Friday Food Post: An Easier Way to Brown Meat
Spring ought to have sprung by now. We should all be out planning our gardens and thinking fondly ahead to fresh herbs and pasta salads. Instead, those of us on the East Coast are still inside, staring bitterly at the snow and making stew.
Don't get me wrong: I love stew. And soup. And every other hearty, warming winter dish that you cozy down with when it's vile outside. I'm just saying, there's a time and a place. And the time and the place for yet another snowstorm should already have passed.
But since it hasn't, let's make the best of it. Today's Friday Food Post will cover the (ahem) burning topic of whether you need to brown your meat.
SPOILER ALERT: If that meat is beef or lamb, then yes, you have to brown it, even if it goes into the slow cooker. Browning produces the famous Maillard reaction, which gives you that delicious meaty tang. If you don't brown, you get gray, sodden meat and a markedly less tasty stew. Many cooks attempt to cover this up with lashings of MSG from dried soup, or those "stew" and "slow cooker" mixes they sell in the supermarket, but this does not make the results taste like you browned the meat; it just makes it taste like you accidentally dumped a whole container of Accent into an unfinished dish.
I know, I know: Browning all those cubes of meat is really a giant chore. There's the time you have to spend standing over the stove, turning every little cube to make sure it's brown on all sides. Then there's the substantial layer of oil that ends up everywhere: the stovetop, the wall, your hair.
The good news is that while you should brown your meat, you shouldn't have to stand over the stove to do it. There's an easier way. It doesn't take less time, but the amount of active time is reduced to a trivial amount. And that solution is: Use your broiler.
Based on a tip from Cook's Illustrated, I did some experimentation, and it really is true: You don't have to brown all the meat. Maybe there's some marginal improvement in quality from 100 percent browning, but it was not readily detectable by such qualified tasters as that extremely painstaking foodie, My Mom. Browning none of the meat is kind of disgusting, but browning half the meat gives you about equally good results.
But could I make it even easier? It turns out, I could. I recalled that Julia Child didn't brown her pot roast in a pan; she just broiled it for 5 to 7 minutes on each side. So I had my one moment of cooking inspiration: What if I bought flat-packed chuck roast or lamb shoulder, broiled the whole piece of meat long enough to get it brown on the outside, and cut it into chunks?
Eureka! Way easier and less messy. If you line the pan with foil, you don't even have to clean it.
Here's the technique: Take a piece of flat-packed chuck roast or lamb. Salt and pepper on both sides. Place it on a broiler pan and broil 5 to 10 minutes on one side (depending on the strength of your broiler). Then flip it and broil it on the other side.

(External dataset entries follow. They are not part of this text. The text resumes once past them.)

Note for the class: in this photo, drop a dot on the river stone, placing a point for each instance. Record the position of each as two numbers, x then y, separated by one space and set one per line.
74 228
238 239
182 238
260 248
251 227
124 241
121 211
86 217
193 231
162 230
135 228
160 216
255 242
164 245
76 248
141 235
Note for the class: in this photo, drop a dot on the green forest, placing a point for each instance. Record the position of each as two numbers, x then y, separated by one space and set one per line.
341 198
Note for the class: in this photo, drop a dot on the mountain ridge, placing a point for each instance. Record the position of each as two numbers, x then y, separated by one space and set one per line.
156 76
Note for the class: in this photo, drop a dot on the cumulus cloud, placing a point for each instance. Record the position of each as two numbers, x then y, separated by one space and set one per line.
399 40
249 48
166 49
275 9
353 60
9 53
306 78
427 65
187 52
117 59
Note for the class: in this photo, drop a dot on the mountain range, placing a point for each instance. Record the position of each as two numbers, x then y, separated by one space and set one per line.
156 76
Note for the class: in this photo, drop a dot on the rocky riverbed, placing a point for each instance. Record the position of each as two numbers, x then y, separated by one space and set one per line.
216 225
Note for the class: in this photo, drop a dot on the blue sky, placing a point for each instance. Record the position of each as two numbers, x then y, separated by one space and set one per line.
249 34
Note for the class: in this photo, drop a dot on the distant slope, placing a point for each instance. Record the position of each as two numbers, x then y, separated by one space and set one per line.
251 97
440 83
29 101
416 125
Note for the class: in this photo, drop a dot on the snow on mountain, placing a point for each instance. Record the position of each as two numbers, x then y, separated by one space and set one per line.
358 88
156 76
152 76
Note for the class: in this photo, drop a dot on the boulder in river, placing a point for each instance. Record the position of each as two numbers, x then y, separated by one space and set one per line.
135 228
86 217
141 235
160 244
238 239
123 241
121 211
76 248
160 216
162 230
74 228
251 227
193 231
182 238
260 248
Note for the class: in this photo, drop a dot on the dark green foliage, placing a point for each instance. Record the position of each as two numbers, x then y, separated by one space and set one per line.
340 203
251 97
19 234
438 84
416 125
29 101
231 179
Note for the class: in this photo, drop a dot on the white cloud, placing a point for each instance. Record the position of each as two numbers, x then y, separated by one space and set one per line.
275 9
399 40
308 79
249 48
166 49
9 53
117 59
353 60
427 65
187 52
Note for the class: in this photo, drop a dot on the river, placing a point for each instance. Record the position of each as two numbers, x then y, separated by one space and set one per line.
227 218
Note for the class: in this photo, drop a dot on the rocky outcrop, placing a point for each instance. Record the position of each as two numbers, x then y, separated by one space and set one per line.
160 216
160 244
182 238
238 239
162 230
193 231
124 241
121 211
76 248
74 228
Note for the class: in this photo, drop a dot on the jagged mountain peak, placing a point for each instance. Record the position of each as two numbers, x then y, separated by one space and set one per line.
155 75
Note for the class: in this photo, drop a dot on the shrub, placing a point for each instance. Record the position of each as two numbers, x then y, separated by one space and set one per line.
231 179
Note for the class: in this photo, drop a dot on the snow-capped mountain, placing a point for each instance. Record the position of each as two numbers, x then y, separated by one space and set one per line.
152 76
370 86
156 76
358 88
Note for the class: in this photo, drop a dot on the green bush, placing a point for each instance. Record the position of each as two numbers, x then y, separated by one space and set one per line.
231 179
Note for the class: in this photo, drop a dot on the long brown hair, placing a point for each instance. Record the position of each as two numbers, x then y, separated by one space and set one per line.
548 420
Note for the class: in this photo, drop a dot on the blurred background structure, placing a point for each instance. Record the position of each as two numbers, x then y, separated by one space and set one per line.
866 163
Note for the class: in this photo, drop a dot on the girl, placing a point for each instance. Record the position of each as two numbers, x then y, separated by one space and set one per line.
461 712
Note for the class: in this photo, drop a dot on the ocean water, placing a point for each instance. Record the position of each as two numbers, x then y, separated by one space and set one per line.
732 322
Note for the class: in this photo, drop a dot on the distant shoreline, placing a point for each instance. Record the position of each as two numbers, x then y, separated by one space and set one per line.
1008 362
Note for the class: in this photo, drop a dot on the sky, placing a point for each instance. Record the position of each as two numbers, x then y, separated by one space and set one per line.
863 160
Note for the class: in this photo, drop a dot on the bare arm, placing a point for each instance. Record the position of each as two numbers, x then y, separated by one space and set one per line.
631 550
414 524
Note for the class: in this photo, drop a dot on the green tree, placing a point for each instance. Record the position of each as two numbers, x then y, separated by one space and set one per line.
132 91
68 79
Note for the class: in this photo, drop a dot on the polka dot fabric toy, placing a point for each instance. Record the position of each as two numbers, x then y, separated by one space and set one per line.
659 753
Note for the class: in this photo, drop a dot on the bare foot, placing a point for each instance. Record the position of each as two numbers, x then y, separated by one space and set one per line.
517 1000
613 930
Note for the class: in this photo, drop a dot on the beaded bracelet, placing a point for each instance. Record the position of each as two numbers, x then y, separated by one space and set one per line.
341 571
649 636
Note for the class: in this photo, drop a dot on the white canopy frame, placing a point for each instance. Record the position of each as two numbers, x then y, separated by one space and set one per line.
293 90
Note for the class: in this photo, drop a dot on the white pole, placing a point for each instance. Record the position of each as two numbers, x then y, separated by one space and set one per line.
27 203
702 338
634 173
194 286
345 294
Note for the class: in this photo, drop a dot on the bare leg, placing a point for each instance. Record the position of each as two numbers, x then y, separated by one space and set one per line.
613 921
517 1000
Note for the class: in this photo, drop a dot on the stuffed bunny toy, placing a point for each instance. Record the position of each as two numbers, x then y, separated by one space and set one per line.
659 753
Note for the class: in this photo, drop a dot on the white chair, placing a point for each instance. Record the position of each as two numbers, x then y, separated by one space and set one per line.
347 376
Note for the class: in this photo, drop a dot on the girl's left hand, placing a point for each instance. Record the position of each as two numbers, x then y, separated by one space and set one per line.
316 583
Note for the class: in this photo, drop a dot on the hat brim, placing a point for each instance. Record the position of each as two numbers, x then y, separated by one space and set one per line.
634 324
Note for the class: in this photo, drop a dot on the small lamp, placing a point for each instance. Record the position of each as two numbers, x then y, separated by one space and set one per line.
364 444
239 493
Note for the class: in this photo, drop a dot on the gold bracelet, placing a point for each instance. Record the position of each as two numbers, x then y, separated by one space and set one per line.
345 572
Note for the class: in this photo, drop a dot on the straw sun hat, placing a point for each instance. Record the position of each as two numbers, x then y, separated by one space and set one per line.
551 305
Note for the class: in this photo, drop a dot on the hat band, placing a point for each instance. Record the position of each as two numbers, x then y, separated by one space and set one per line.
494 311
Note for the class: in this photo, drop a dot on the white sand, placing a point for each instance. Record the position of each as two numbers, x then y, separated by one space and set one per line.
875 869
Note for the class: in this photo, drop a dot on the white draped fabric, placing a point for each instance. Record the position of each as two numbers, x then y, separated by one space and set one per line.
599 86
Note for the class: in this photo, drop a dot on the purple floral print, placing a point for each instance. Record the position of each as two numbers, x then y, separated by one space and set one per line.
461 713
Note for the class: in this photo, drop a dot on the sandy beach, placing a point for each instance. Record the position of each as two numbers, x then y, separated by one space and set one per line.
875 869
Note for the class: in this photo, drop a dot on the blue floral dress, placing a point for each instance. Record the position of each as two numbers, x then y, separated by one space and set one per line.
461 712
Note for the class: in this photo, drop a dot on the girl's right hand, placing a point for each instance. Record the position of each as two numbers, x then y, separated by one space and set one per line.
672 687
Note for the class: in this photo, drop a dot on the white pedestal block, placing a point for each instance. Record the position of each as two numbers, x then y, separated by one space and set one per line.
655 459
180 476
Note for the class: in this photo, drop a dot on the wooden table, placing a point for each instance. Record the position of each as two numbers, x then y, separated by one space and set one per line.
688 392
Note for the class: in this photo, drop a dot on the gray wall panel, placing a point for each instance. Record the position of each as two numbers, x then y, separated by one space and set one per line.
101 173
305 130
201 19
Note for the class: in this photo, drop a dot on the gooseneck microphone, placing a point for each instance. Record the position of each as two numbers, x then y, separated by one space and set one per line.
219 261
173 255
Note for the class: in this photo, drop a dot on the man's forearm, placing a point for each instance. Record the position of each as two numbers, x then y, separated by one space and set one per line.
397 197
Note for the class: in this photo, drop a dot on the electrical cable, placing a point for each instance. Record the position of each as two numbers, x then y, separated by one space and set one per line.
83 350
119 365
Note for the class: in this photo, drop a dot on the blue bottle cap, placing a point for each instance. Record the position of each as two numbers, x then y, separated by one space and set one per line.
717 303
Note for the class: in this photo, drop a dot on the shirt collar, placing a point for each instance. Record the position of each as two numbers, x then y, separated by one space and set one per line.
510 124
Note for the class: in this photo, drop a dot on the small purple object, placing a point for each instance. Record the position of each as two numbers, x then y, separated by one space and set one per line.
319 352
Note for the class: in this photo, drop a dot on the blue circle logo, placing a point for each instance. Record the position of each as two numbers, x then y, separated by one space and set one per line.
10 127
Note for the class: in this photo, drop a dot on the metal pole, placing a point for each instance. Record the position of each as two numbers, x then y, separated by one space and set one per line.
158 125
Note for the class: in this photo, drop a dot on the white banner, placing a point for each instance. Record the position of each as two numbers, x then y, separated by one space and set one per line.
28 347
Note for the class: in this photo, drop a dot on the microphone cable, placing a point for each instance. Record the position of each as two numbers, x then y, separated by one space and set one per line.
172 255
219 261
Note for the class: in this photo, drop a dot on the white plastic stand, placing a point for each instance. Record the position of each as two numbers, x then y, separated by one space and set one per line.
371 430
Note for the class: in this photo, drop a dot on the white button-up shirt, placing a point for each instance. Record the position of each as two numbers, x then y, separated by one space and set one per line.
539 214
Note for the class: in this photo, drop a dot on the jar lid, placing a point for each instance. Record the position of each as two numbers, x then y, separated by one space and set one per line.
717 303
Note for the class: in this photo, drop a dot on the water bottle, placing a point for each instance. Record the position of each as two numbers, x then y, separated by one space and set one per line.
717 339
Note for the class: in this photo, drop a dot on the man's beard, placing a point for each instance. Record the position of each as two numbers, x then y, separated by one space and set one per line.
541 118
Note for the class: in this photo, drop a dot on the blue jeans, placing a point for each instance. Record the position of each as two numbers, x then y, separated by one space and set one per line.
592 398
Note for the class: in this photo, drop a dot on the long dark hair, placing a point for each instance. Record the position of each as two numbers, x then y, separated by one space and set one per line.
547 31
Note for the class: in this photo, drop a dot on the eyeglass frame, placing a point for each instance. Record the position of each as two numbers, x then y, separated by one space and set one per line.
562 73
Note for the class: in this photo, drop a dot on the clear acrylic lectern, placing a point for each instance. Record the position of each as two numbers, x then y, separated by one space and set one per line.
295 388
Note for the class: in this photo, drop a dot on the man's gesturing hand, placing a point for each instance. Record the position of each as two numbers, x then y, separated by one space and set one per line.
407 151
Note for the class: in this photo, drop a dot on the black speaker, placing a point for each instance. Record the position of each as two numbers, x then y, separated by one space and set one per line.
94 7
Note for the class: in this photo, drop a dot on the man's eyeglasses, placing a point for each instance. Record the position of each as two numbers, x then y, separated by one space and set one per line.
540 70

Remove it from the oven and place it on a cutting board, preferably one with ridges to collect the meat juices. Throw away the foil. Let the meat cool for 15 minutes, then cut it into appropriately sized chunks. Toss it into your stew with the meat juices. Total active time: less than 10 minutes, as opposed to the 20 to 30 minutes you would have stood there browning the meat and the additional 10 minutes you'd have spent scraping all the oil off every nearby surface.
There's an added advantage, which is that the price-to-quality ratio is arguably better on buying a big piece of flat-packed chuck than it is for whatever-it-is the supermarket cut up for stew meat. But this is just icing on the meatloaf cupcakes. The real advantage is that it dispenses with the most annoying part of making stew. So stop glowering at the snow, and go make some.